I was a third grader eating lunch in the cafeteria when my best friend, Ronnie Chadwick, came up to me. His dad was the principal, and his dad had just told him the shocking news out of Dallas. Now Ronnie told me. Soon Mr. Chadwick was on the loudspeaker sending us all home early.
If you were born before 1960, you probably have your own story to tell about where you were when you first heard the news. And your life and your perspective on life, I am guessing, changed at that moment. As an 8-year-old, it was incomprehensible to me that such a thing could happen. Life had seemed so innocent and carefree. Now this handsome man and charismatic leader with a wife and two small children had been shot dead. It just didn’t make any sense.
Historians suggest the upheavals of the 60’s and 70’s, including Vietnam, the race riots, the counter-cultural movement, and more assassinations, might have played out very differently had President Kennedy lived. (Although Stephen King in his book 11-22-63 suggests that George Wallace would have been elected in 1968.) We don’t know. But we do know that inexplicable and horrific events continue to happen to this very day. Maybe all that has changed is our capacity to be shocked.

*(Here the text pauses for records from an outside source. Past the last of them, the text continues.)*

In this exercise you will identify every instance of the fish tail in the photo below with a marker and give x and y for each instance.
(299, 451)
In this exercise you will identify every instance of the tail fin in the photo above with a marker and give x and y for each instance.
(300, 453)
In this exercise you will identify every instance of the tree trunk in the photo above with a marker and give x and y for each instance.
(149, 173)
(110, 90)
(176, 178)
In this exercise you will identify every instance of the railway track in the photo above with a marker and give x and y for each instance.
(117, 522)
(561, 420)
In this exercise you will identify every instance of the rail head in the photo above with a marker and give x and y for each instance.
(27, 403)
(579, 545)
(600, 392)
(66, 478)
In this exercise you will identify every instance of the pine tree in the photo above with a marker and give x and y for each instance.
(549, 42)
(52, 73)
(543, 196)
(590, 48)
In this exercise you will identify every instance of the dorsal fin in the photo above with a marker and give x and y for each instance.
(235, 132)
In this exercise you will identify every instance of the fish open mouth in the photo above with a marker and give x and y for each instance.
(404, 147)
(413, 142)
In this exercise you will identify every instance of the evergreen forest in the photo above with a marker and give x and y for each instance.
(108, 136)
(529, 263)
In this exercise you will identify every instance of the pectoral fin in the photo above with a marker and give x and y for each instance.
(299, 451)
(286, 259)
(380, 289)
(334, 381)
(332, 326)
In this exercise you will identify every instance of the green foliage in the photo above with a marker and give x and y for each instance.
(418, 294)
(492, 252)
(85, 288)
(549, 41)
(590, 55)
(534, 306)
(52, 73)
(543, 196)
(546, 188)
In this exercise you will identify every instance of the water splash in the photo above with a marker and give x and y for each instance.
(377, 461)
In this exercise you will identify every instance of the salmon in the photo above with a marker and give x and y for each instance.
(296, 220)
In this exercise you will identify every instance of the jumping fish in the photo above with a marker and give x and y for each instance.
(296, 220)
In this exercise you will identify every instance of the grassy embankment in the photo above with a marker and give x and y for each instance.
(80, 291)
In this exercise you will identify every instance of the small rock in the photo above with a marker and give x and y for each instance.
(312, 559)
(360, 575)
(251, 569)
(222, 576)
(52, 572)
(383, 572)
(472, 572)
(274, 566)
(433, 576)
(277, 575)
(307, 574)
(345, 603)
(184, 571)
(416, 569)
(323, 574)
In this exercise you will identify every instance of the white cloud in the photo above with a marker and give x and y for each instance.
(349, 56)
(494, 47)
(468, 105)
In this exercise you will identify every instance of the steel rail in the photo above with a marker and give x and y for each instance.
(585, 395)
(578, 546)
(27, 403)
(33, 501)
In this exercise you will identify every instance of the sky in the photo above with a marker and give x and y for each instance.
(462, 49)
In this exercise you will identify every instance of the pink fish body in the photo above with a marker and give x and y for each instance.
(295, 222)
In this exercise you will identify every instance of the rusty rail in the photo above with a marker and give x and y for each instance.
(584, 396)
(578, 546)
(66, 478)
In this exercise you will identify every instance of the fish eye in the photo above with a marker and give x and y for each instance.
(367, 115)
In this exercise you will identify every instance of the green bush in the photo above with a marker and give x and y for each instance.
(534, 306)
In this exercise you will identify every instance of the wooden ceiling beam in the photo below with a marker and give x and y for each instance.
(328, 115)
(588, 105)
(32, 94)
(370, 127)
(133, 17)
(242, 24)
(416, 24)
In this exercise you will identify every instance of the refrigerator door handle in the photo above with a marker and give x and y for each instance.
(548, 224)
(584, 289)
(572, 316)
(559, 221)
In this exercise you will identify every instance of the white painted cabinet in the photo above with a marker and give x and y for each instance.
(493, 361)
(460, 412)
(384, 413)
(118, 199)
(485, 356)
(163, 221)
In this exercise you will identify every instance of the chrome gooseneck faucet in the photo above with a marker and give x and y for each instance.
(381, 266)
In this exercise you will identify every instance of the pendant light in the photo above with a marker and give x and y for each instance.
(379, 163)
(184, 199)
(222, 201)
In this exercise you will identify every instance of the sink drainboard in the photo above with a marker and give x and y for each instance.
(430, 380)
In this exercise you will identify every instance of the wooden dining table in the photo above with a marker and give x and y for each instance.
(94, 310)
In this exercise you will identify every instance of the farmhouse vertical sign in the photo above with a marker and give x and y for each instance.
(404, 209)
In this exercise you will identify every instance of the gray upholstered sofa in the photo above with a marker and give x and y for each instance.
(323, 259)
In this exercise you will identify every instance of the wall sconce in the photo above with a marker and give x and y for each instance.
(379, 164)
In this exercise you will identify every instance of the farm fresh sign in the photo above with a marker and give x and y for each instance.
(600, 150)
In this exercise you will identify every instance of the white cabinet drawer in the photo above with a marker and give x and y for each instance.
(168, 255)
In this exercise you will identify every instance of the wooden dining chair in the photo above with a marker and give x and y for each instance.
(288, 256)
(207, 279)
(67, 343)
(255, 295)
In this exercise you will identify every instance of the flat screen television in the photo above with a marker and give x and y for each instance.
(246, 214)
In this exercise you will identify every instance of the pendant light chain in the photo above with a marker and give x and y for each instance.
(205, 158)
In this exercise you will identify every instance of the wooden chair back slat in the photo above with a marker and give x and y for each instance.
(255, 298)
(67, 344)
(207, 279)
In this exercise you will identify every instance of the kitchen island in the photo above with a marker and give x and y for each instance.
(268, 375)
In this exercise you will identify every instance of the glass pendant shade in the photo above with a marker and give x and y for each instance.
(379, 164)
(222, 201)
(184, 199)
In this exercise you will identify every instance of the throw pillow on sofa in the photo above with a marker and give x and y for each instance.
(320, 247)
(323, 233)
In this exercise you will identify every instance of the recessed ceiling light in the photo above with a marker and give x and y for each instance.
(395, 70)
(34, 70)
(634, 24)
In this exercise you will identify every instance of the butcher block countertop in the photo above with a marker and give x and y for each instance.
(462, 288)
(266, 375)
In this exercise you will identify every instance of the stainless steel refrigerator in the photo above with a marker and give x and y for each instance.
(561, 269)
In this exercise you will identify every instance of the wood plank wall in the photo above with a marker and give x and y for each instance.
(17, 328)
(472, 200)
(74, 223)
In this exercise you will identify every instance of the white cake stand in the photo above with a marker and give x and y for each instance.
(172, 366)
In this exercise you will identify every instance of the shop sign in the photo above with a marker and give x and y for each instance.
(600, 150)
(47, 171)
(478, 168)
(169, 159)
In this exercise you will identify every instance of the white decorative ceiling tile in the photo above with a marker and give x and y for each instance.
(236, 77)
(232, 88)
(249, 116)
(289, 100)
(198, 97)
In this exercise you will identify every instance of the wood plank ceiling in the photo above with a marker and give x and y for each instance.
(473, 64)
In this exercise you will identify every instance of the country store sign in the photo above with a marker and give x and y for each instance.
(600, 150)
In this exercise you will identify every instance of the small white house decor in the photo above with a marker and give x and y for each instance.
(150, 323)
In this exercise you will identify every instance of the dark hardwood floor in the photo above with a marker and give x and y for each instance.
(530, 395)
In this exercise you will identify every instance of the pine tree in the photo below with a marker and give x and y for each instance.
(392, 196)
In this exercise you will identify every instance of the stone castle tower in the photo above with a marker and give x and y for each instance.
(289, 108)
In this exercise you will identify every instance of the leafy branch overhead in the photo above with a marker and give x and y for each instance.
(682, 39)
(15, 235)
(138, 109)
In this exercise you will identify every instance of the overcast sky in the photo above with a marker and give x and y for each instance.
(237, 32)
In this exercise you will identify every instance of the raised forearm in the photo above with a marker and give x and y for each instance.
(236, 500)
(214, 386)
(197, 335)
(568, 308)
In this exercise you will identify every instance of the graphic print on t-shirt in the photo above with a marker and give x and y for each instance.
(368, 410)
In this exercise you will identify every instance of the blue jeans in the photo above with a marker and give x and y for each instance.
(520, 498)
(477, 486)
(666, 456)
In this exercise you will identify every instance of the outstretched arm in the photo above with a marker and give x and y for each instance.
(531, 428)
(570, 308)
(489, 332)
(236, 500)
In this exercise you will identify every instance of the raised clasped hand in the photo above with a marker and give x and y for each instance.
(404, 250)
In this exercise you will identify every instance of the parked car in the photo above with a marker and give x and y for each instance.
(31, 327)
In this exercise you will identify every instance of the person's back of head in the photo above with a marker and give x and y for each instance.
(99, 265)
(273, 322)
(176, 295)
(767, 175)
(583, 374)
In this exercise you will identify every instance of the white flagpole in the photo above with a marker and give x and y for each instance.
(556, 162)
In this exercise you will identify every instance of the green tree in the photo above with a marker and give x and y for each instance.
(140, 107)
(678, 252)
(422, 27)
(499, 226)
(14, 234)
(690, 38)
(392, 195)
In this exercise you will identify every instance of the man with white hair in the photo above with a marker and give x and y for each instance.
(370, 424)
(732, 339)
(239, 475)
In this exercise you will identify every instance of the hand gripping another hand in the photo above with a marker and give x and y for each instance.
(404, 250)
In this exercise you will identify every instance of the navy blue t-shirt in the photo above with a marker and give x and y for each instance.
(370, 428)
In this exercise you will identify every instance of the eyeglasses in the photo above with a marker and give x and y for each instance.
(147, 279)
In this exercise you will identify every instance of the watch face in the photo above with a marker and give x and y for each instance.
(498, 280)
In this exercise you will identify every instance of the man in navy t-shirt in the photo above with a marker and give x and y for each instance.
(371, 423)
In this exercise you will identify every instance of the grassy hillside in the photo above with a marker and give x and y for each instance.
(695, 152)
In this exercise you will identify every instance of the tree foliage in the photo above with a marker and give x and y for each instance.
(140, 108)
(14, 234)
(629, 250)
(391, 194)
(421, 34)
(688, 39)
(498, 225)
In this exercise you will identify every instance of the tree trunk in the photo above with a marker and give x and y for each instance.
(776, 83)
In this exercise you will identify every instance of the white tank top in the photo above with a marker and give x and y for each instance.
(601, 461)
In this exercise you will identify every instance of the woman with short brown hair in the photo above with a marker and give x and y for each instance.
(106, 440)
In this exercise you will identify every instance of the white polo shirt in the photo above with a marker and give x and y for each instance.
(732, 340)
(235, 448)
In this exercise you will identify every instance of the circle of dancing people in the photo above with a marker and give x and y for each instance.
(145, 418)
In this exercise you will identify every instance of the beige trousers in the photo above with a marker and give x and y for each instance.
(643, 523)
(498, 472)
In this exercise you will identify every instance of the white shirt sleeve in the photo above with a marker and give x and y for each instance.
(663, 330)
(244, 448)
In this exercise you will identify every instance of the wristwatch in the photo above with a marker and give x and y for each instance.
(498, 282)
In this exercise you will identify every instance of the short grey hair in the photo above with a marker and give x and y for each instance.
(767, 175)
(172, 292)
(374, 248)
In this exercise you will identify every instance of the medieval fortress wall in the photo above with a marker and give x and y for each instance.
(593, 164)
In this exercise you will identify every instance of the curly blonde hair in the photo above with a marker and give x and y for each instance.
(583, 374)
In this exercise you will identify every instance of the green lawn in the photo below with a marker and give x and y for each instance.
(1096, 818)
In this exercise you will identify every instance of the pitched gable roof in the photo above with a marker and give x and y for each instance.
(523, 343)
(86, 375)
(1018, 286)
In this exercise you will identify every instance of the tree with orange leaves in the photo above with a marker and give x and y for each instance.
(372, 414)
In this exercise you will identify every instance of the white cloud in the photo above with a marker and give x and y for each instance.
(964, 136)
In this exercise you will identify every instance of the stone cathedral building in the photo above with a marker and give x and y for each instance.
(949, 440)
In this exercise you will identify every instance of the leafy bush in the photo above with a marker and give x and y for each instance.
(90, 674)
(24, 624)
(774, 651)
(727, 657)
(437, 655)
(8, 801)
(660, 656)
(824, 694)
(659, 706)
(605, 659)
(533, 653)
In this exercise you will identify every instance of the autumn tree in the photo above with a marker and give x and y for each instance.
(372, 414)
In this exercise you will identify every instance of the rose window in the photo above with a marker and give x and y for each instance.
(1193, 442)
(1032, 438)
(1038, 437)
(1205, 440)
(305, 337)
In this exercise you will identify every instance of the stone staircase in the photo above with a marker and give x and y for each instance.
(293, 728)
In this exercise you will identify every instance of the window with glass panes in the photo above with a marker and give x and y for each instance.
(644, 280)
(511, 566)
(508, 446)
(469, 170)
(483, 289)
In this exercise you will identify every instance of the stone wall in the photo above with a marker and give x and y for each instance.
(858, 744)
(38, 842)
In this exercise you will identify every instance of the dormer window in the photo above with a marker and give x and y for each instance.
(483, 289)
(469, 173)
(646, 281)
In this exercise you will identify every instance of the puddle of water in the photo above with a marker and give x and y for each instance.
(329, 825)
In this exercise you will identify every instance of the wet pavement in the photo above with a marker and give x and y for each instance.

I heard Kathleen Kennedy Townsend interviewed yesterday. She was President Kennedy’s oldest niece. She was 12 years old when he was killed. She told the story of the letter her grief-stricken father, Robert, wrote her on the day of the funeral.
You seem to understand that Jack died and was buried today. As the oldest of the grandchildren, you have a special responsibility. Be kind to others and work hard for our country.
She was not quite 17 when she pulled out that letter and read it again. Her own dad had just been gunned down. She said she still tries to live by those words. They are good words for us to live by, too, no matter how evil and awful things might seem to be. We each have been given a special responsibility. So, “be kind to others and work hard for our country.”